We want to prevent terrorism so we make airline passengers show identification and walk shoeless through X-ray machines, but we have allowed our borders to remain porous and largely unguarded. (Even so, in a perverse rejection of who we have become, more and more illegal immigrants are choosing to stay home!)
And we champion and defend the right to get a substandard loan on a home we can’t afford, but we argue over the right to receive a standard level of health care if we’re seriously ill.
So most Americans feel we do need a change of direction. Yet the vast majority of voting-age Americans can’t cast a meaningful vote for their candidate of choice. Yes, we can vote absentee, early, or at the polls. Yes, we can vote a straight party ticket or for an individual politician. But, what we can’t do is make that vote count. We might as well write in “none of the above” or leave a hanging chad. Why? Look no further than the Electoral College.
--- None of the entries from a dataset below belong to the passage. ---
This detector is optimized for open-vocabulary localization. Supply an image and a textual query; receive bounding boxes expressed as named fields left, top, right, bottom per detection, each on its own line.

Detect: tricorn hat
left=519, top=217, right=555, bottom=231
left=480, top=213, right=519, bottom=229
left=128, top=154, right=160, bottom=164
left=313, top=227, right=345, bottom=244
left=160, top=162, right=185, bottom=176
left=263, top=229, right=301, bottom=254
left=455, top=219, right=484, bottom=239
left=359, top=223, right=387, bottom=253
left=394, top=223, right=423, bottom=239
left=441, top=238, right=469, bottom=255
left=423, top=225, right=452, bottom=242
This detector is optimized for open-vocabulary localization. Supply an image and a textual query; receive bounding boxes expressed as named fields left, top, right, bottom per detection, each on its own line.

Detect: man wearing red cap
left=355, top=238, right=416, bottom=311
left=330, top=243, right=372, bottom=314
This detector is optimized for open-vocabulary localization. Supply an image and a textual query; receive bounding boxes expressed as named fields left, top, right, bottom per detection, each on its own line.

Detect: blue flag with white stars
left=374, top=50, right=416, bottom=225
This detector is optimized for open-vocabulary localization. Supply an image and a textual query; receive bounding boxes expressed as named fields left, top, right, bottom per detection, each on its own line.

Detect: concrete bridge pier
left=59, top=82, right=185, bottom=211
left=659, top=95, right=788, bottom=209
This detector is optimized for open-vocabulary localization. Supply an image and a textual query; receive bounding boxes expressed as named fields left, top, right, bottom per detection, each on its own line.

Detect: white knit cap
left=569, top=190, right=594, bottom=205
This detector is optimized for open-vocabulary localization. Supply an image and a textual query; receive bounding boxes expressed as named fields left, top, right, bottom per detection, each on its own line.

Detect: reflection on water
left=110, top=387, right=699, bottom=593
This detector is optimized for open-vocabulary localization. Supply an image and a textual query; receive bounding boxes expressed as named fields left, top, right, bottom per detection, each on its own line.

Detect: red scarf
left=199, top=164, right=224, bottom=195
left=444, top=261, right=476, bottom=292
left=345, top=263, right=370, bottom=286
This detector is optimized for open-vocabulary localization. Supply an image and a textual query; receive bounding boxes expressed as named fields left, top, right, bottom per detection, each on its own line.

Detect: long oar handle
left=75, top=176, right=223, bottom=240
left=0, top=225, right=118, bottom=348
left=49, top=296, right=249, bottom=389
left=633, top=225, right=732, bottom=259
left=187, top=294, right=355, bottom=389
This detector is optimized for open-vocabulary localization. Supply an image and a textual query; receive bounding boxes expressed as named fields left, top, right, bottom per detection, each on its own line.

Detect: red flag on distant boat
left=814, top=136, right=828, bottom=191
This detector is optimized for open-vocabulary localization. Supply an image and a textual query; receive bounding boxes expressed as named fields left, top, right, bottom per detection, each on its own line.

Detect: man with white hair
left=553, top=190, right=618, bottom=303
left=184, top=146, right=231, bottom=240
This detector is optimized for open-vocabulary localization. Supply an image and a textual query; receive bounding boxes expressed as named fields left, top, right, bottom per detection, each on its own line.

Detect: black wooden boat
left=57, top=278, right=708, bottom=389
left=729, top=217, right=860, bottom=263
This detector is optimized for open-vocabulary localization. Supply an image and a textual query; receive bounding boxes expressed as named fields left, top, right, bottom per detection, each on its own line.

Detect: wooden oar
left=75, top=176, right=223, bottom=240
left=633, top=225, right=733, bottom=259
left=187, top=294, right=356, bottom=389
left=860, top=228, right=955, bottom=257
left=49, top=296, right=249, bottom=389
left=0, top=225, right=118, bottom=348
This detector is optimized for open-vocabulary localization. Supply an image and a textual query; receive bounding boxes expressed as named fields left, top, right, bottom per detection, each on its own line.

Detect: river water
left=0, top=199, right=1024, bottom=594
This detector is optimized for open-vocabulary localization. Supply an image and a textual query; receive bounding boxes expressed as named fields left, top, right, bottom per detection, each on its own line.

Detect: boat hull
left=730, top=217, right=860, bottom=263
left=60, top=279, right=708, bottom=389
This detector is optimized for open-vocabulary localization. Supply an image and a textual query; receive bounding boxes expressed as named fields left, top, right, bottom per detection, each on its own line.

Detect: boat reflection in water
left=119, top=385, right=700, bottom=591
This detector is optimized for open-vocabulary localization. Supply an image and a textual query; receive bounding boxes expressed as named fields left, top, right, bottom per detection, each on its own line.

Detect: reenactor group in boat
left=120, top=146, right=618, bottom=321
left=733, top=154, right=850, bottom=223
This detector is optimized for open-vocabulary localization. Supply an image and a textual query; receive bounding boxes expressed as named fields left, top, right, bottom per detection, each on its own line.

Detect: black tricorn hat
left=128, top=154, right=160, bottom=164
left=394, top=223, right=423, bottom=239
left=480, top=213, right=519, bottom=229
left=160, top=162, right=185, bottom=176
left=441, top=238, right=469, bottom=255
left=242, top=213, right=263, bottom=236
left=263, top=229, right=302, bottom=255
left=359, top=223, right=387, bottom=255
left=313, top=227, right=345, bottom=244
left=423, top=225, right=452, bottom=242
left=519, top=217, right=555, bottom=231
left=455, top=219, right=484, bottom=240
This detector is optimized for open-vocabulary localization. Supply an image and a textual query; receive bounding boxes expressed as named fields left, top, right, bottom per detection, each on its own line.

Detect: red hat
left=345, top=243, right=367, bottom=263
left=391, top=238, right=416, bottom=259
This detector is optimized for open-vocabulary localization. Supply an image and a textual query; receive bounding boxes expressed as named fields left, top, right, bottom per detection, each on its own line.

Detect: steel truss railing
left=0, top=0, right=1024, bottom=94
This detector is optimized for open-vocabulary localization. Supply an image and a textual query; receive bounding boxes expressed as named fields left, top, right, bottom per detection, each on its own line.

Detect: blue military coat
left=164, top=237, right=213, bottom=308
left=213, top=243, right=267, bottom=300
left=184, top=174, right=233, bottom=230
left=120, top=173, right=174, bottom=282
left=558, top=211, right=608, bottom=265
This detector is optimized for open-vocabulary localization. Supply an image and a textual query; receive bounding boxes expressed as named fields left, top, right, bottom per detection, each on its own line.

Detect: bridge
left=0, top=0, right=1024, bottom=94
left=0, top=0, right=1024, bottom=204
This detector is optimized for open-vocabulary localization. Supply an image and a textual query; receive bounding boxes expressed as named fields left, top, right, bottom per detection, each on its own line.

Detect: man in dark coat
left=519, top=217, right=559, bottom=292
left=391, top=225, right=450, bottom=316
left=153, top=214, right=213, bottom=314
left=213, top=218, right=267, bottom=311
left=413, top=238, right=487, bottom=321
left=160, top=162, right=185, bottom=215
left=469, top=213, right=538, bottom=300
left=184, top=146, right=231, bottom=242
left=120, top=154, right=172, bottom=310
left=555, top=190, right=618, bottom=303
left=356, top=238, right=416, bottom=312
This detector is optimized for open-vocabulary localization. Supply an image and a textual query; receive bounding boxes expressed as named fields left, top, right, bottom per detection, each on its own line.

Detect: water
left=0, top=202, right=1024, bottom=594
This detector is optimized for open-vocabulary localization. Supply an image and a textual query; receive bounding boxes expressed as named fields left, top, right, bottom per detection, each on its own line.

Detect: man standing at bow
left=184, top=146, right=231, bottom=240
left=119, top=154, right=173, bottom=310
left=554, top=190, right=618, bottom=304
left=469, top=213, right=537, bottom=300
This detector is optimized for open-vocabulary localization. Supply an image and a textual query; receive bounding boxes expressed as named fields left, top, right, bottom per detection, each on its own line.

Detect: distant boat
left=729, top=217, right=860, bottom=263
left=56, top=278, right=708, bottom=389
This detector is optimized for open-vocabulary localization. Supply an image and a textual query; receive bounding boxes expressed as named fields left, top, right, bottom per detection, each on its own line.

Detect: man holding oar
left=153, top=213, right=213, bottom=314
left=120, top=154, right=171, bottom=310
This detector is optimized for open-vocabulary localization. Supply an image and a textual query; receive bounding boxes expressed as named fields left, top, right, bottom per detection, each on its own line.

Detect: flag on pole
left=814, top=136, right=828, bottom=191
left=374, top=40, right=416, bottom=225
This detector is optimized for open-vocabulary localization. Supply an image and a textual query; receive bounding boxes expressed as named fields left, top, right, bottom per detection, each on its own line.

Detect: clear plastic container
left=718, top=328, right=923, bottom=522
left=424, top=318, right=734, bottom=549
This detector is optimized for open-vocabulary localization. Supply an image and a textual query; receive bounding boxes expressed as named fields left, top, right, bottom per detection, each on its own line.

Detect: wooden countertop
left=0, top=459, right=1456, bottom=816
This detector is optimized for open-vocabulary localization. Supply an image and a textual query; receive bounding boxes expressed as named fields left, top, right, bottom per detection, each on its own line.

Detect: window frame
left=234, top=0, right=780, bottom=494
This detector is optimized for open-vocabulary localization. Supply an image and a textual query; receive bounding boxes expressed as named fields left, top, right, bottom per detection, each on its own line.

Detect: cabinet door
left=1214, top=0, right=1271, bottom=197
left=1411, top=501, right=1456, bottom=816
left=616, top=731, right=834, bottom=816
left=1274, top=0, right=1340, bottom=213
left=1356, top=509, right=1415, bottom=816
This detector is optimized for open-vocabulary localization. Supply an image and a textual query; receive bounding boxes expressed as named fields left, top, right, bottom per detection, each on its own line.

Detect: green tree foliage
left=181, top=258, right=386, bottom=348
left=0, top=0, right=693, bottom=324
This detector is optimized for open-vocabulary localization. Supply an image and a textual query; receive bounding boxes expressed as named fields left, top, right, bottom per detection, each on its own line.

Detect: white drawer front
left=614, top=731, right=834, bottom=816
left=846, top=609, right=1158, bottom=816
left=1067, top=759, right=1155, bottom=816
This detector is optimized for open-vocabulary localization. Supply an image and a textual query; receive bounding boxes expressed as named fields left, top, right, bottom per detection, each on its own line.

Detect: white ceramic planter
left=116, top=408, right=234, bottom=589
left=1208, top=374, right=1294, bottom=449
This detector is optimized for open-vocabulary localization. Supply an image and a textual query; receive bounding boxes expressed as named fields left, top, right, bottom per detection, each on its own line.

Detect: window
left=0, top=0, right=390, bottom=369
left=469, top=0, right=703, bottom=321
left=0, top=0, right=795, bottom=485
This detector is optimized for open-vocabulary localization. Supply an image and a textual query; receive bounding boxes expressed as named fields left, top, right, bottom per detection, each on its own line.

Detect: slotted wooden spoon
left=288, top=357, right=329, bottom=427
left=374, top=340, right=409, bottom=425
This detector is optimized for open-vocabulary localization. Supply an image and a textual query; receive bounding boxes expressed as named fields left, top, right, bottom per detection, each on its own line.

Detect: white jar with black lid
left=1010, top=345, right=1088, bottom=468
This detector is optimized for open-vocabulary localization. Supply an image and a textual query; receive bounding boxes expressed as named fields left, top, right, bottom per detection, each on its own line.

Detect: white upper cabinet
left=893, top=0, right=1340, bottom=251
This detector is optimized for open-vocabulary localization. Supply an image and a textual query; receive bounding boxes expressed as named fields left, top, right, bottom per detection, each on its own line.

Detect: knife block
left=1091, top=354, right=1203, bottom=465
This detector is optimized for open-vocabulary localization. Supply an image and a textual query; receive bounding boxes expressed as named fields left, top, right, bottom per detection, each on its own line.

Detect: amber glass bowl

Unfortunately, because we now use the Electoral College to elect our country’s and arguably the world’s most powerful leader, we have abdicated our right to have our vote count. And what is voting without the right to have that vote impact an election?
In 48 states, including Texas, the Electoral College rules result in all of that state’s electoral votes going to the winner. If, for example, Obama gets 45 percent of the Texas votes he still gets 0 percent of the Texas electoral votes. If Obama wins by 1 vote in Ohio he still gets all of Ohio’s electoral votes. In fact, it is mathematically possible for a candidate to get 49 percent of the popular vote and 100 percent of the electoral votes.
But what this all means is this: If you reside in a state that is reliably Democratic or Republican, and over twothirds of the states would fit in this category in most elections, then your right to vote and have your vote count have been taken away.
And in virtually every presidential election, less than 15 competitive “battleground” states get the candidate’s primary focus.
In a state like Texas, where McCain is likely to easily win, or in New York, where Obama will likely easily win, why even vote for president? All of the electoral delegates get assigned to the winner, the winner is almost certainly known, so what practical effect does a Texan’s or New Yorker’s act of voting for president really have?
Sure, there are down the ballot votes that are decided by — strangely enough! — popular vote, but why should any citizen of any state be effectively disenfranchised when voting for president? Why should a resident of Ohio, Colorado, New Mexico or Indiana carry more voting weight than a resident of California, New York or Texas? Why should a one-vote-win in Ohio mean the same as if a candidate had won all of the Ohio votes?
The National Popular Vote is a national initiative that is working to eliminate the current situation where all of the losing candidate’s votes are effectively nullified by a winnertake- all system and where citizens in a handful of states (and it is largely the same states) determine who wins the presidency. This is not a Democratic or Republican initiative. National Popular Vote does not favor any one segment of the population. But the initiative does favor representative democracy.
Every citizen’s voting rights are affected. What the initiative aims to do (and it has already had success in states representing about 20 percent of the electoral votes) is to work through state legislatures to change the winner-take-all electoral system to one where electoral votes are assigned in bloc solely to the national popular vote winner. The legislation would not take effect until enough states sufficient to cast the winning number of electoral votes pass the legislation. In that manner no individual state is disadvantaged.
While it is far too late this year to change anything, if we want to cast a meaningful presidential vote in 2012, we need to demand that our political leaders in Texas use the next legislative session to restore our right to both vote and to have that vote count. Supporting the National Popular Vote initiative is an important first step.